This survey provides evidence of HCPs and P&Cs’ views on the use of ATs in upper limb stroke rehabilitation and a benchmark from which changing attitudes can be measured. The results are relevant to all healthcare systems and particularly those that are free at the point-of-care such as the UK NHS. ATs will become increasingly important in the drive to deliver cost-effective improvements in stroke rehabilitation outcomes and to satisfy, for example, the UK National Clinical Guidelines for Stroke [
8] that state: “Patients who have some arm movement should be given every opportunity to practise activities within their capacity.” Despite the increasing reference to ATs in healthcare policy, research into effectiveness and investment in commercial development, no previous survey has sampled or compared HCPs’ and P&Cs’ views of ATs. Our survey has generated new information about factors that influence clinical use of ATs and the opportunities for and barriers to translation of ATs into clinical practice. Based on our findings, we discuss how opportunities can be exploited and barriers overcome. We also discuss the influence our sample may have had on our findings, the strengths and limitations of the survey and how it will impact on future work.

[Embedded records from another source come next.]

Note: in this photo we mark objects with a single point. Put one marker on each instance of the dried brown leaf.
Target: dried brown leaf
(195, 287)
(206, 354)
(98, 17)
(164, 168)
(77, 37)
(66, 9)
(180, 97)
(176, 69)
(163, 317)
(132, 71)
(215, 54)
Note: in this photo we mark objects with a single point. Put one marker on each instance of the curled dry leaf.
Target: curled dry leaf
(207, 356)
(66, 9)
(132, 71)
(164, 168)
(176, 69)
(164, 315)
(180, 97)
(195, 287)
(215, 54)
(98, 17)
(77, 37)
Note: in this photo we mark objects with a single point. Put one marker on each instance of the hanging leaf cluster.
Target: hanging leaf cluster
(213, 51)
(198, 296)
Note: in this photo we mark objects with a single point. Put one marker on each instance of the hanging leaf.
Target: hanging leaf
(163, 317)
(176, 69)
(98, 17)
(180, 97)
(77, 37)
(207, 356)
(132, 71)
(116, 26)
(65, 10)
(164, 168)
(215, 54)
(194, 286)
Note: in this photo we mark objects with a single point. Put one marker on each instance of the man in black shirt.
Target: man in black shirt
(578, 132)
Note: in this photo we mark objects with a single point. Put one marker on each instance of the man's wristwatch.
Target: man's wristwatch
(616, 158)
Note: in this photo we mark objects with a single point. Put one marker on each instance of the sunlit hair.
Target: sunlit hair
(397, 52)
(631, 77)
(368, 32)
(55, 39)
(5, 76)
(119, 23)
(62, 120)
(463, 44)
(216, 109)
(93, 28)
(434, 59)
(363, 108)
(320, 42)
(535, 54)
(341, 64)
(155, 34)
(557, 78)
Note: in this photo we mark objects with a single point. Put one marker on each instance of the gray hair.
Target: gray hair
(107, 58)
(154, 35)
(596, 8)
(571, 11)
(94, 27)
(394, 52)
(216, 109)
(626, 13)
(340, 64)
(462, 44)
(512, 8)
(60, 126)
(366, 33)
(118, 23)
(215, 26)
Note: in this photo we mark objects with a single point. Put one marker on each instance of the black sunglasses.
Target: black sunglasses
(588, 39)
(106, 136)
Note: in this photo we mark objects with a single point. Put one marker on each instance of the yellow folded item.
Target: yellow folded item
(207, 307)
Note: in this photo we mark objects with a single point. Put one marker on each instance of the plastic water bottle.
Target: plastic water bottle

Factors that determine clinical use
Strength of evidence for clinical effectiveness and usability has been cited as an important factor influencing translation of rehabilitation research into clinical practice [
33,
34]. The results of our survey generated evidence to support this: HCPs cited evidence-base as the most important of ten factors for an ideal technology compared to P&Cs who ranked it 5
th; and who considered both ease of set-up and comfort as more important. However, despite ranking evidence-base as the most important factor, many HCPs prescribed and used ATs that were not evidence-based. FES for example was cited as the most commonly prescribed AT by both HCPs (96/152 [63%]) and P&Cs, (16/45 [36%]), yet research evidence is equivocal. The Evidenced-Based Research in Stroke Rehabilitation, EBRSR) [
35], considers the evidence for FES in improving upper extremity function in acute stroke to be strong (level 1a), but the UK National Institute for Clinical Excellence (NICE) and the National Clinical Guidelines for Stroke [
8], do not consider it strong enough to recommend that FES is used other than in the context of a clinical trial. VR, the second most prescribed AT by HCPs (87/152 [57%]), currently has little evidence for its benefit, and is not recommended by any guidelines, but HCPs scored it highly on being ‘fun’ and ‘easy’ to use. Robot therapy, the least cited technology used by either HCPs or P&Cs, by comparison receives a more positive recommendation from both the EBRSR and the UK National Guidelines in terms of evidence for reduction of impairment and improvement of shoulder and elbow function which state that: Robot-assisted movement therapy should only be used as an adjunct to conventional therapy when the goal is to reduce arm impairment or in the context of a clinical trial. CIMT, for which there is strong (level 1a) research evidence and which is recommended by both EBRSR and the UK Stroke Guidelines was cited as prescribed by HCPs 77/152 [51%] but the AT most frequently prescribed by only 28/154 (18%) of HCPs. For P&C, CIMT was cited as the most frequently used AT by 4/45 [<10%] of P&Cs who responded.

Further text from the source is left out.